The one-two punch rests heavily on time constraints. The hope here is that the collection agency won't be able to validate the debt to the credit bureaus within the 30 day time limit required by law. After the 30 days, the credit bureaus stop waiting for a response to the request and simply delete the collection tradeline from the debtor's credit report.

Yet another potential help is if the collection agency validates the debt to the credit bureaus without responding to the consumer's validation request. This gives the consumer the right to sue the collection agency. Upon notification that a lawsuit is pending, most collection agencies would rather delete the entry than duke it out in court.

Problems With This Deletion Tactic: Debt Validation Time Limit

There seems to be some serious misunderstanding regarding when you can send a debt validation letter to a collection agency. The FDCPA gives you 30 days to dispute the debt with the collector. Those 30 days start on the day you first became aware of the existence of the debt. Sure, you can claim you didn't receive the boatloads of letters the company sent to you asking for payment, but if the company can prove via recorded phone calls or evidence of certified mail that you were aware of the debt for more than 30 days prior to sending your validation request, it isn't legally bound to respond to that request.

So if you're going to try the one-two punch, do it within the first 30 days of being contacted by the collection agency, just to be safe.

Confusion Over "Proper" Debt Validation

Another aspect of the "one-two punch" hinges on the collection agency not providing the consumer with validation of the debt. Hunt around on the web for "proper" debt validation. What do you find? Probably a bunch of this:

"Proper validation constitutes the amount of the debt, the name of the account holder and his Social Security number, the name and address of the original creditor, proof that the collection agency has a contract with the original creditor giving it permisison to collect the debt..."

Blah, blah, blah. While we'd all love for this to be true, the FDCPA gives collection agencies a loophole by not stipulating what constitutes proper validation. Nothing. Nada. It's not there. Sure, there are FTC opinion statements, but those aren't fact or law. They're opinions. The truth is, the collection agency can send you a piece of paper with "IT'S YOURS DIRTBAG" scrawled across the front of it in red crayon and call it validation. While you may be able to nail them for harassment for that, they can still claim they considered it proper validation – leaving them free to legally validate your debt to the credit bureaus.

When the One-Two Punch Works, Watch Out for Reinsertion 

I've met people for whom the "one-two" punch has worked beautifully, so I'm not saying don't give it an honest effort. Be wary, however. If the collection agency isn't able to respond to the credit bureaus' validation request due to the fact that its actually adhering to federal law (many don't bother to follow the law) don't be surprised if the same collection account pops right back up on your credit report a couple of months after being deleted.

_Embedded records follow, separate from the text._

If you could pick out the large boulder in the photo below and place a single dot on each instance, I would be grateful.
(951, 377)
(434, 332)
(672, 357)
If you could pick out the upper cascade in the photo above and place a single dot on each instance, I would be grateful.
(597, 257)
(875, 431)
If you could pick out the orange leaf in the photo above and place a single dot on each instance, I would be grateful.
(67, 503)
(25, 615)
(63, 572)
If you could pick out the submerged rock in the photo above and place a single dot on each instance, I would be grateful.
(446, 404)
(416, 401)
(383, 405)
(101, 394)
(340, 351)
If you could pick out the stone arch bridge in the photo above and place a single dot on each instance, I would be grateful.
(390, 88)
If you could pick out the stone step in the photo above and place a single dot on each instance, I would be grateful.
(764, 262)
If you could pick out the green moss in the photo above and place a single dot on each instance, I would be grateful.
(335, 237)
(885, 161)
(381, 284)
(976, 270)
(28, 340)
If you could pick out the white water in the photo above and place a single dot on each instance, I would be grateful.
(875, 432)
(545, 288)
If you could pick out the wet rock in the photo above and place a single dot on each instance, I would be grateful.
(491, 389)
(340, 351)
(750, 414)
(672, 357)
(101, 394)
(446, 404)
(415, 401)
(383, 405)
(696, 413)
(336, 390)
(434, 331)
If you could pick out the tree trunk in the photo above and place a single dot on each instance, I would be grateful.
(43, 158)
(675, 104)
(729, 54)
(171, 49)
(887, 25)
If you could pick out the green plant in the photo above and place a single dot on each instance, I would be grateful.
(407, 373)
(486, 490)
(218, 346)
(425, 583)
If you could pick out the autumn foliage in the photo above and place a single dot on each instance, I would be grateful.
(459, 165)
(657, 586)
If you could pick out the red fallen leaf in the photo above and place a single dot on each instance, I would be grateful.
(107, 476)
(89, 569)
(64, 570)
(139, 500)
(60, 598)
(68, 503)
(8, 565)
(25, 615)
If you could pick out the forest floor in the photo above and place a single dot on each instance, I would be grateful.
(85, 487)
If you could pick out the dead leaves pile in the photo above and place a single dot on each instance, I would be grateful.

This is because the FDCPA give creditors the right to have previously deleted information reinserted if the creditor can prove to the credit bureaus that the information is correct and was deleted in error. Sadly, with collection agencies, this often happens as a result of the company sending the credit bureaus a certified letter stating something along the lines of, "That information you deleted was correct. Look, we have the guy's name and the amount he owes. It must be right. Reinsert this please."

And the demon reappears.

So, by all means, give the one-two punch a try. I'd love to know how it works out for you, but make sure to watch your credit report like a hawk for a few months afterward to ensure that the same old collection account doesn't pop up on your credit report after you thought you'd had it deleted.